Wir wollen einander helfen, doch fügen uns damit Leid zu. Hier findest du fünf Gründe, die ein gut ausgebildeter systemischer Coach vermutlich besser macht als dein/e beste/r Freund/in.
Kennst Du das? Du erzählst Deinem besten Freund oder Deiner besten Freundin, wie unglücklich Du in der aktuellen Partnerschaft bist. Sein oder ihr erster Impuls: helfen! Schließlich ist es ihnen ein Anliegen, dass es einem ihrer Lieblingsmenschen gut geht und Du schnell wieder glücklich wirst. Also legen sie sich richtig ins Zeug, erzählen, wie das damals bei ihnen und ihrem Ex abgelaufen ist, warum sie schon immer das Gefühl hatten, dass das zwischen Dir und deinem Partner nicht ganz passt und was Du jetzt am besten tun solltest, nämlich 1., 2. und 3.
Sie meinen es gut; daran besteht kein Funken Zweifel. Sie wollen helfen und sind der festen Überzeugung, dass ihre Bewältigungsstrategien bei Dir genauso erfolgreich sind. Doch sie verstehen nicht, dass Du einzigartig bist, ein Individuum, das in seinen Wertvorstellungen, seinen Erfahrungen, seinen Charakterzügen, seinen Fähigkeiten und seinen Genen einmalig ist.
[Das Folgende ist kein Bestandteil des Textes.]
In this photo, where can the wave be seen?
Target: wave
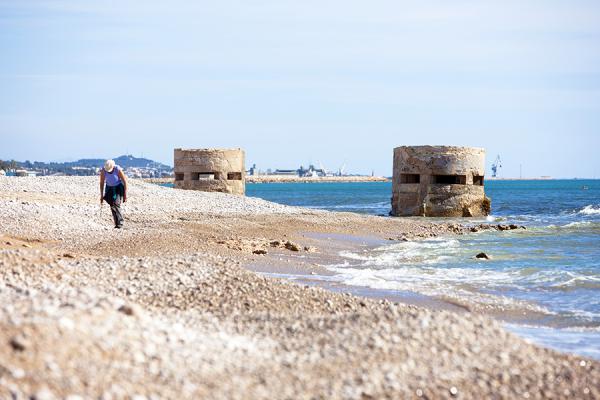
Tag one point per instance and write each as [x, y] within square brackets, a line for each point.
[590, 210]
[366, 206]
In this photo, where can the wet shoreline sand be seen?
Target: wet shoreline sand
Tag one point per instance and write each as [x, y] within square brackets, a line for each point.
[165, 308]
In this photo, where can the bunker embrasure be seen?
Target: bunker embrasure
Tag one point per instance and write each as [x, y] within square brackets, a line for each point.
[439, 181]
[210, 170]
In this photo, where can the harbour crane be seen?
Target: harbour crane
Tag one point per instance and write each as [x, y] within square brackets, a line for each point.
[496, 166]
[342, 170]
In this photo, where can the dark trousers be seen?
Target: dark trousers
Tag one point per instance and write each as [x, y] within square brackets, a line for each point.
[113, 195]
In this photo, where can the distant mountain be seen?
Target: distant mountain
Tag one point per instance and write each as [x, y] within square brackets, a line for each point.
[125, 161]
[88, 166]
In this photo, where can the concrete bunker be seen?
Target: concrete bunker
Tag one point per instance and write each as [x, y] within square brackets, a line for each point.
[210, 170]
[439, 181]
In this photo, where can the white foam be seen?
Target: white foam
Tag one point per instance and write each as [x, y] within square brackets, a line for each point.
[590, 210]
[577, 224]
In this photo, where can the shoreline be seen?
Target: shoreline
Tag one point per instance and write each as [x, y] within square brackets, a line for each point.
[164, 307]
[291, 179]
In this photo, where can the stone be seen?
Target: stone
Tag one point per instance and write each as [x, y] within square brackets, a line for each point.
[210, 170]
[292, 246]
[126, 309]
[18, 343]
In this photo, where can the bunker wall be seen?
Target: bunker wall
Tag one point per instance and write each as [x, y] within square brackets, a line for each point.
[210, 170]
[439, 181]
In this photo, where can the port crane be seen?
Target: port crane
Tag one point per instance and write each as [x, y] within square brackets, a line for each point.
[496, 166]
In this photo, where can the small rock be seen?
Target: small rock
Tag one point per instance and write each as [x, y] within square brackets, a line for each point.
[292, 246]
[18, 343]
[126, 309]
[43, 394]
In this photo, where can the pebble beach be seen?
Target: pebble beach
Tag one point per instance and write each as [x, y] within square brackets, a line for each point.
[166, 308]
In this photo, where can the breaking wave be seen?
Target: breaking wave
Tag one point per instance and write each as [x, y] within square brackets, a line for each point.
[590, 210]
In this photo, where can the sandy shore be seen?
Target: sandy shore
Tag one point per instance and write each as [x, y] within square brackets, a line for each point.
[165, 308]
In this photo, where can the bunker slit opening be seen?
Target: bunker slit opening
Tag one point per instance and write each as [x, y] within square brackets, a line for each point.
[204, 176]
[449, 179]
[410, 178]
[234, 176]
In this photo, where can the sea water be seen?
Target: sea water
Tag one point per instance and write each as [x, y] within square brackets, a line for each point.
[551, 269]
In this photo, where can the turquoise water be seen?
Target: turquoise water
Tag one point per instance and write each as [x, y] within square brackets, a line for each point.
[551, 270]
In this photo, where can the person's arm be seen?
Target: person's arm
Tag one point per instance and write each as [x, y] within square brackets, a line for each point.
[101, 186]
[124, 180]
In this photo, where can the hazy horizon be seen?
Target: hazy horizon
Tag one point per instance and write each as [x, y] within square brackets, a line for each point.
[295, 83]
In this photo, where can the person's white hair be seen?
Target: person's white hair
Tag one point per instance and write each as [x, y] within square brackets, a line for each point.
[109, 165]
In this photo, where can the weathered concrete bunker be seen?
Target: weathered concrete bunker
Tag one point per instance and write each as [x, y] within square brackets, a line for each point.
[210, 170]
[439, 181]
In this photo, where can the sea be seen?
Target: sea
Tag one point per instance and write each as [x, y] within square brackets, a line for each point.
[550, 270]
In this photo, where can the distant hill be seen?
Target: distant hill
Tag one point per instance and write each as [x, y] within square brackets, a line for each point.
[125, 161]
[88, 166]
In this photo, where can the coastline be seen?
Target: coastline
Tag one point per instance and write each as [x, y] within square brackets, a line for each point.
[82, 295]
[291, 179]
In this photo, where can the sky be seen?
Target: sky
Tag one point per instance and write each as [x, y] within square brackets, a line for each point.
[292, 82]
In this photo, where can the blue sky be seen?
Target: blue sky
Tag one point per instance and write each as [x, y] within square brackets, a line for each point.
[293, 82]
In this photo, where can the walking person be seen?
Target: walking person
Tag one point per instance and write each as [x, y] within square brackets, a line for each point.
[115, 191]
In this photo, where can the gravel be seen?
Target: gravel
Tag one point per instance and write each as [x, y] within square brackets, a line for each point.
[200, 326]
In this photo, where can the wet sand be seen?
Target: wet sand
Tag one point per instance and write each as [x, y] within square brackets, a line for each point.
[165, 308]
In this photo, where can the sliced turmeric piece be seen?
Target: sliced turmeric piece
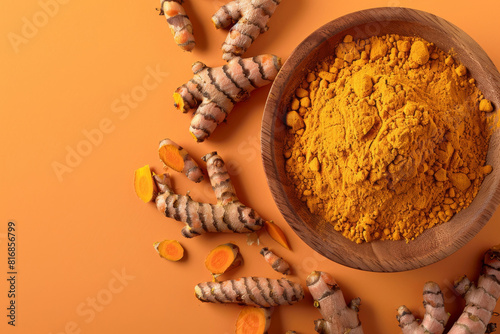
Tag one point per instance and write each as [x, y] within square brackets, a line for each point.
[177, 158]
[169, 249]
[276, 233]
[223, 258]
[145, 186]
[253, 320]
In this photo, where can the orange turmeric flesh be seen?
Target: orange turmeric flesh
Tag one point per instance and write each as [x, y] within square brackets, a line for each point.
[276, 233]
[253, 320]
[177, 158]
[170, 250]
[171, 156]
[144, 185]
[223, 258]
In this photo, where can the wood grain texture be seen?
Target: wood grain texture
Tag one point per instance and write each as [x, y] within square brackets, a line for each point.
[385, 256]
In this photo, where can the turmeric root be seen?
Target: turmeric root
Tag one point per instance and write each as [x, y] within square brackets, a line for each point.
[277, 234]
[144, 185]
[248, 19]
[177, 158]
[251, 291]
[213, 91]
[223, 258]
[254, 320]
[228, 215]
[169, 249]
[179, 23]
[276, 262]
[435, 317]
[328, 298]
[481, 299]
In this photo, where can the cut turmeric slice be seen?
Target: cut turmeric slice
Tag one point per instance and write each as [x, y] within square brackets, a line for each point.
[177, 158]
[276, 262]
[144, 185]
[253, 320]
[223, 258]
[169, 249]
[276, 233]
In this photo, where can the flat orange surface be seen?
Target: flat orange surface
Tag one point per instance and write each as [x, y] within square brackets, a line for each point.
[86, 95]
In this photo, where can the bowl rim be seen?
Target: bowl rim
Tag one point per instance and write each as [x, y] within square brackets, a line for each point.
[315, 40]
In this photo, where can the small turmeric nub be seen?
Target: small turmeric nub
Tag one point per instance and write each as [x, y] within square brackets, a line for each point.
[179, 23]
[214, 91]
[177, 158]
[170, 250]
[276, 262]
[144, 185]
[276, 233]
[223, 258]
[253, 320]
[248, 19]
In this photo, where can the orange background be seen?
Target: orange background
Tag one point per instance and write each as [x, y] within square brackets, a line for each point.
[85, 259]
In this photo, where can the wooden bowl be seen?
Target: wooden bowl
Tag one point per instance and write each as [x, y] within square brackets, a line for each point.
[434, 244]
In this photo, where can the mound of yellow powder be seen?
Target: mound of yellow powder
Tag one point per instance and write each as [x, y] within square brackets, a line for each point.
[387, 138]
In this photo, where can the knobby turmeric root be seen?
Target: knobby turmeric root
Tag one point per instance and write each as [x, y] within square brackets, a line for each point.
[480, 303]
[276, 262]
[248, 19]
[251, 291]
[179, 23]
[223, 258]
[213, 91]
[144, 185]
[277, 234]
[228, 215]
[328, 298]
[435, 317]
[169, 249]
[254, 320]
[480, 300]
[177, 158]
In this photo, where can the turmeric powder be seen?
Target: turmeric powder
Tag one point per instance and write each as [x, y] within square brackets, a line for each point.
[391, 141]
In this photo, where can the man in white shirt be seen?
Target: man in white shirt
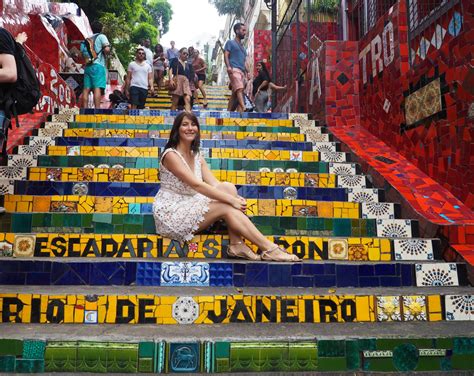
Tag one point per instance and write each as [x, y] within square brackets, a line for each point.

Was bei Deinem besten Freund oder Deiner besten Freundin funktioniert, kann für Dich gänzlich ungeeignet sein, Deine Partnerschaft so zu leben, wie sie für Dich stimmig ist.
Intuitiv-freundschaftliche vs. professionelle Hilfe
Ich möchte Dir gerne anhand dieses Beispiels zeigen, was wir im Systemischen Coaching anders machen, als es uns unsere (angeborene) Intuition oder (erlernte) Sozialisierung in solchen Situationen gebietet.
1. Zunächst einmal bekommst Du im Systemischen Coaching Raum. Viel Raum. Du darfst erzählen, was Du in der Partnerschaft als problematisch erlebst. Ein guter Coach wird Dich nicht unterbrechen, denn er weiß, dass Du nicht empfänglich bist, solange Du das Gefühl hast, nicht alles Wichtige erzählt zu haben. Auch die Zeit, die Du zum Denken brauchst, ist heilig.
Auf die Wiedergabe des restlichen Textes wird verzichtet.